Apache Lucene-like Lucy gets first incubator release
The full-text search engine Lucene has a smaller sibling project in development, Lucy. The project, which was accepted as an incubator project by the Apache Software Foundation a year ago, has just released its first incubator version, 0.1.0, written mainly in C. It aims for speed and simplicity, but has dropped full compatibility with its bigger sibling.
Lucy started life as Kinosearch, created by Marvin Humphrey and other developers; in July 2010 Humphrey applied for it to be given the status as a Apache incubator project. This is a process set up by the Apache foundation to form communities and resolve legal issues for new projects that are hosted under the foundation's umbrella.
The full-text search engine library is written in C and uses Clownfish, a lightweight object oriented framework, that makes it easy to implement connectors for other programming languages. At the moment Lucy ships only with Perl bindings.

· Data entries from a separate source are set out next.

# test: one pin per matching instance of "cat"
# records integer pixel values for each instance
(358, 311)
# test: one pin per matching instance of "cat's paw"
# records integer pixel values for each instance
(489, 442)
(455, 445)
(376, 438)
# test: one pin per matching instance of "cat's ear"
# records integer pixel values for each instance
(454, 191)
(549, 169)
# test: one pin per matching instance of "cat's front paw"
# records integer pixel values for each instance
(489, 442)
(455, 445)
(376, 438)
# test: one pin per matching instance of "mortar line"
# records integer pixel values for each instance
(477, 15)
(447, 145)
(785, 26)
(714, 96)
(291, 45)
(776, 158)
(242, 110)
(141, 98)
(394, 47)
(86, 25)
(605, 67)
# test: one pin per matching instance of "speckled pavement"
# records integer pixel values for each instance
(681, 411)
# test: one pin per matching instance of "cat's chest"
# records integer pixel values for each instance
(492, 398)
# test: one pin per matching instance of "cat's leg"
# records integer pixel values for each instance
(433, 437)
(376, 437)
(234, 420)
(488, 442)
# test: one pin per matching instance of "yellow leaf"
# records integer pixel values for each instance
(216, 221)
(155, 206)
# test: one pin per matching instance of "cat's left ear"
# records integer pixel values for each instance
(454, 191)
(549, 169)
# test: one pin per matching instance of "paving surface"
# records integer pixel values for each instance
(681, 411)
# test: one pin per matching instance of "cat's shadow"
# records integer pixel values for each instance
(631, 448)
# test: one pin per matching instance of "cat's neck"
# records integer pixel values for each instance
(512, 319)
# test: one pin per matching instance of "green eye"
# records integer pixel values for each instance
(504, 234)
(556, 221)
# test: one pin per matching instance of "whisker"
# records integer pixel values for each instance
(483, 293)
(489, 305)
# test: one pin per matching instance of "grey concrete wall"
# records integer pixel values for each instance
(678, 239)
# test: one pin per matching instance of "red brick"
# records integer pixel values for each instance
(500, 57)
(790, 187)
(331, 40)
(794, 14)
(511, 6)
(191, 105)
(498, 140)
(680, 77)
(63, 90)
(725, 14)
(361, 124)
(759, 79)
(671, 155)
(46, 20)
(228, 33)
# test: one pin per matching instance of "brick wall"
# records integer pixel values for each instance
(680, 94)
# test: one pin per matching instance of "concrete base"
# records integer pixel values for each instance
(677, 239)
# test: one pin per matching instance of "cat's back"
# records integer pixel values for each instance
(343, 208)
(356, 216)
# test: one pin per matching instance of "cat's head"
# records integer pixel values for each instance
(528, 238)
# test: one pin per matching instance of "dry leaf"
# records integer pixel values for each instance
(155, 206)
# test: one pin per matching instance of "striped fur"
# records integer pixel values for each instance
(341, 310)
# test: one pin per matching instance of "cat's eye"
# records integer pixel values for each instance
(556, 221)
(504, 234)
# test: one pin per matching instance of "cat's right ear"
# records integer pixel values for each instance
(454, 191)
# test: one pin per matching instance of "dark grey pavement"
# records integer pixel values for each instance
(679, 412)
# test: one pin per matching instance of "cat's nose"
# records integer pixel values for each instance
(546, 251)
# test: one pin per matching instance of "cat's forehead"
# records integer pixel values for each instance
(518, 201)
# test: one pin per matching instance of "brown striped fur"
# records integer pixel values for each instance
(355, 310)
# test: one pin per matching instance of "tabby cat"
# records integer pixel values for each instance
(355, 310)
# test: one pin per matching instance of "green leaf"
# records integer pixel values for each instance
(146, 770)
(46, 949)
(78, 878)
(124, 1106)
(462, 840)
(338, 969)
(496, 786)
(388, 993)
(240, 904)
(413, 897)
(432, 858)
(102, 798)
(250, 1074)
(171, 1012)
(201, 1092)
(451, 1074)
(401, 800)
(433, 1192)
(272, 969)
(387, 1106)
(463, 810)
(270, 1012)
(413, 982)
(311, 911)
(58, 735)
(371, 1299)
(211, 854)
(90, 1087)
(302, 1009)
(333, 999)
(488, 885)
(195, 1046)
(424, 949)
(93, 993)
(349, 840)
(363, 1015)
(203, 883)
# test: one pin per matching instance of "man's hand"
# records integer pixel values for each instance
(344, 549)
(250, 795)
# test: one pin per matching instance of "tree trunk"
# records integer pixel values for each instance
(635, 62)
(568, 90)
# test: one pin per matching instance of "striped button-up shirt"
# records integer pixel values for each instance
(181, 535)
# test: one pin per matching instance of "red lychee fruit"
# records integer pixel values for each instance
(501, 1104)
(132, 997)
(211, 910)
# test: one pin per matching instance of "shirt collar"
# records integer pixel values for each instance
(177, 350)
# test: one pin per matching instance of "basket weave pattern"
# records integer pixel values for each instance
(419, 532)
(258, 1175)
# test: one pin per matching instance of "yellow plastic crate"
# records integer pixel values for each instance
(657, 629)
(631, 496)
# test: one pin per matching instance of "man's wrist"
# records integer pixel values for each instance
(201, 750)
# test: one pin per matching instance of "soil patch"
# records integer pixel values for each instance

In their FAQ, the developers claim that, currently, the main advantage is more the starting time of the engine than the actual search performance, which is on par with Java-implemented Lucene. Nathan Kurz, a contributor to the code base, explains the design philosophy: "We use 'mmap()' heavily, and when running on 64-bit systems take liberal advantage of the giant address space. Using the system to do more of the buffering also allows us to have lightweight processes that can start quickly."
The released 738 KB library source code archive is labelled as version 0.1.0-rc3 and comes with Perl bindings, a sample indexer and a copy of the US Constitution. Lucy can be downloaded from the project's incubator pages and is licensed under the Apache Licence 2.0.
(Nils Magnus / djwm)